VELENI NELLE CELLULE – Questa scoperta – ottenuta grazie a un finanziamento Telethon da 100 mila euro – apre dunque le porte a un nuovo approccio che potrebbe essere applicato a tutte le malattie legate a un accumulo di «veleni» nella cellula, fra cui anche il morbo di Parkinson, l’Alzheimer e altre demenze. «Siamo già al lavoro su due fronti paralleli – precisa Ballabio – Da una parte la verifica di questi risultati anche nei modelli animali, in particolare topolini geneticamente modificati, dall’altra la ricerca su larga scala di farmaci in grado di stimolare l’attività di TFEB. La nostra speranza è che, promuovendo l’attività degradativa della cellula, si riesca ad evitare l’accumulo di sostanze tossiche e prevenire le malattie neurodegenerative con un approccio di tipo farmacologico, quindi non invasivo».

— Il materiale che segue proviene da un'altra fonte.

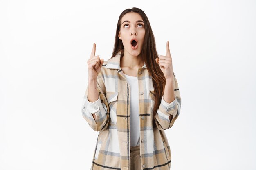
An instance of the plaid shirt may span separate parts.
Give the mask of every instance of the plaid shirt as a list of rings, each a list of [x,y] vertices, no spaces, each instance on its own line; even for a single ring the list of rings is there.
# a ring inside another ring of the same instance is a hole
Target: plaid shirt
[[[104,61],[97,80],[98,100],[88,100],[88,85],[81,108],[90,126],[99,131],[90,170],[130,170],[130,87],[120,66],[121,51]],[[171,128],[180,114],[181,99],[174,76],[175,99],[163,97],[153,123],[154,87],[146,64],[137,70],[139,92],[140,150],[141,170],[169,170],[171,154],[164,130]],[[94,120],[92,113],[96,116]],[[170,121],[170,115],[173,115]]]

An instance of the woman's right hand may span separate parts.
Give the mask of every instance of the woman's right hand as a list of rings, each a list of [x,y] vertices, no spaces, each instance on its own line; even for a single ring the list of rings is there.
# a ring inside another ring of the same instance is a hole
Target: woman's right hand
[[[95,56],[96,48],[96,44],[93,43],[91,56],[87,60],[89,80],[97,80],[97,76],[101,71],[101,66],[104,62],[103,59],[100,59],[98,55]]]

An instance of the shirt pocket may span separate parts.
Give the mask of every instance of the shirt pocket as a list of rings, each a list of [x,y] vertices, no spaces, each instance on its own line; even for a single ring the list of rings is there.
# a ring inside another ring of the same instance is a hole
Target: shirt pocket
[[[106,98],[109,107],[110,121],[117,123],[117,107],[118,92],[106,92]],[[111,123],[110,123],[111,124]]]

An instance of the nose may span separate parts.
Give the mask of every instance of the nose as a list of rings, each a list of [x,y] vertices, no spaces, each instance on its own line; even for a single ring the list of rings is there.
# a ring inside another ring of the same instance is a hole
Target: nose
[[[137,35],[137,34],[136,33],[135,31],[132,31],[131,32],[131,35]]]

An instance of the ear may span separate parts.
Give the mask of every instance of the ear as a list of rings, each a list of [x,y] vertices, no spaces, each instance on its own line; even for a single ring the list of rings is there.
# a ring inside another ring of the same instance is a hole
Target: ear
[[[119,38],[119,39],[122,40],[122,38],[120,36],[120,33],[119,31],[118,31],[118,37]]]

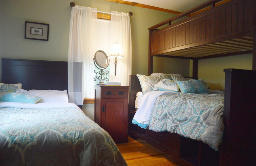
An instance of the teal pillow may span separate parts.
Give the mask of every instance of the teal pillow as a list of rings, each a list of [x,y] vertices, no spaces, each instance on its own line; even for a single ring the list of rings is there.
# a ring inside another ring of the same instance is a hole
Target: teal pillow
[[[11,84],[0,83],[0,92],[16,92],[18,89],[21,89],[22,85],[21,83]]]
[[[169,79],[164,79],[157,83],[155,87],[160,90],[168,90],[173,92],[179,92],[180,90],[175,81]]]
[[[201,79],[177,81],[175,82],[182,93],[209,93],[206,83]]]
[[[41,98],[27,94],[8,92],[0,92],[0,102],[16,102],[29,104],[36,104]]]
[[[175,81],[188,81],[190,79],[191,79],[190,78],[185,78],[183,77],[180,77],[179,76],[172,76],[171,77],[172,78],[171,79]]]

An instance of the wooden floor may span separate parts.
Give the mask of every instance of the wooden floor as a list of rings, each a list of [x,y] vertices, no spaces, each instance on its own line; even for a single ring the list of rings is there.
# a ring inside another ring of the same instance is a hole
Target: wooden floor
[[[188,166],[140,139],[128,137],[128,143],[116,145],[129,166]]]

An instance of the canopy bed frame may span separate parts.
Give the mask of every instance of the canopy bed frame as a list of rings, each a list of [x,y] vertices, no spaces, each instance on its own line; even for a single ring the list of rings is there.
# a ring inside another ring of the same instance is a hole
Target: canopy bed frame
[[[252,53],[256,70],[256,2],[232,0],[214,7],[220,1],[209,1],[148,28],[149,74],[154,56],[193,60],[193,77],[197,78],[198,60]],[[208,10],[171,24],[209,6]]]
[[[209,1],[148,28],[149,75],[153,73],[154,56],[192,60],[193,78],[197,79],[199,60],[252,53],[253,70],[224,69],[225,128],[219,151],[202,141],[166,132],[156,132],[132,124],[136,111],[136,94],[142,91],[135,75],[130,76],[129,133],[130,136],[193,165],[255,165],[256,1],[232,0],[214,7],[220,1]],[[209,6],[208,10],[171,24]]]

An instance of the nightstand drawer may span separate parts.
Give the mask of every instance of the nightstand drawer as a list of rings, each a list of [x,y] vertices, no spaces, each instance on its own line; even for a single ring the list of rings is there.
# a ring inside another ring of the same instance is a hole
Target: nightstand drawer
[[[115,89],[103,88],[102,89],[102,97],[114,97],[115,94]]]
[[[128,97],[128,89],[127,88],[116,88],[115,90],[116,97]]]

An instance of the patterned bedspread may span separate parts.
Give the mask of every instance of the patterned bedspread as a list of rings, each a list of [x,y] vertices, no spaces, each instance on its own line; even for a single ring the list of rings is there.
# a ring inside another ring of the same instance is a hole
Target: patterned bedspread
[[[0,165],[127,165],[109,135],[78,109],[0,108]]]
[[[158,97],[148,129],[201,140],[216,150],[224,125],[224,94],[179,93]]]

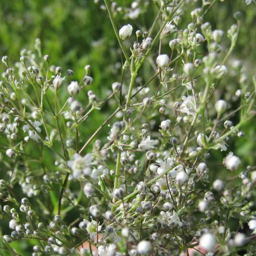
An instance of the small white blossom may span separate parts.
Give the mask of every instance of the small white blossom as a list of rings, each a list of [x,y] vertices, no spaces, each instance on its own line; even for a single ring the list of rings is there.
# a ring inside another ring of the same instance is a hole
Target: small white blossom
[[[184,184],[188,179],[187,174],[184,171],[179,172],[175,178],[176,182],[180,185]]]
[[[171,125],[171,121],[168,119],[164,120],[161,122],[160,127],[161,129],[164,131],[168,131],[170,129]]]
[[[155,146],[158,143],[157,139],[151,139],[150,136],[148,136],[146,139],[142,140],[139,144],[139,149],[143,151],[145,151],[152,148],[154,148]]]
[[[93,160],[93,156],[89,154],[81,156],[78,154],[73,156],[73,160],[67,161],[67,164],[73,171],[74,178],[79,179],[83,175],[90,175],[92,173],[91,164]]]
[[[198,209],[201,212],[204,212],[208,208],[208,202],[205,200],[202,200],[198,204]]]
[[[142,241],[137,245],[137,251],[140,254],[148,254],[151,251],[151,243],[149,241]]]
[[[237,246],[243,246],[246,243],[246,235],[243,233],[236,234],[234,237],[234,242]]]
[[[15,229],[16,226],[19,225],[19,222],[15,219],[11,219],[9,223],[9,227],[11,229]]]
[[[199,244],[204,249],[207,251],[212,251],[216,244],[216,239],[210,233],[204,234],[200,237]]]
[[[71,82],[68,86],[68,92],[71,96],[75,97],[77,95],[80,91],[80,87],[78,83],[76,81]]]
[[[180,107],[181,112],[194,116],[196,112],[196,107],[193,96],[191,95],[189,95],[187,97],[183,96],[181,98],[183,102]]]
[[[221,191],[224,188],[224,183],[221,179],[216,179],[213,182],[213,188],[217,191]]]
[[[239,157],[233,154],[233,152],[229,152],[223,159],[223,163],[227,169],[233,171],[239,167],[241,161]]]
[[[225,100],[219,100],[215,103],[214,107],[217,113],[218,113],[218,114],[221,115],[226,111],[227,105]]]
[[[166,158],[164,160],[162,159],[158,159],[156,162],[160,165],[157,170],[158,175],[160,175],[167,170],[170,169],[174,163],[173,159],[170,157]],[[168,172],[168,174],[173,177],[175,177],[177,174],[177,171],[175,170],[171,170]]]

UN NUOVO CENTRO – I farmaci potrebbero essere già esistenti (e avere involontariamente proprio l’effetto necessario), o ancora da sintetizzare. Medicinali pensati per agire ai primi segni di una patologia «e bloccarne l’evoluzione. O anche – ipotizza il medico – destinati a prevenire la malattia nelle persone con una predisposizione genetica o una familiarità». Dopo gli studi in vitro, il team del Tigem punta a ricerche in vivo per esaminare l’effetto dell’interruttore genetico sui sintomi delle malattie neurodegenerative nel mirino, e verificare l’assenza di effetti collaterali. «La strada è ancora lunga, ma i dati che abbiamo in mano sono promettenti. Per passare dalla ricerca di base a quella traslazionale servono però strutture ad hoc. E a questo sarà dedicato il nuovo centro “Biology for Medicine”, che sorgerà a Napoli e per il quale attendiamo il finanziamento promesso di 60 milioni di euro dalla Regione Campania. Sembra che la disponibilità di fondi ci sia, e noi – conclude il genetista – siamo fiduciosi».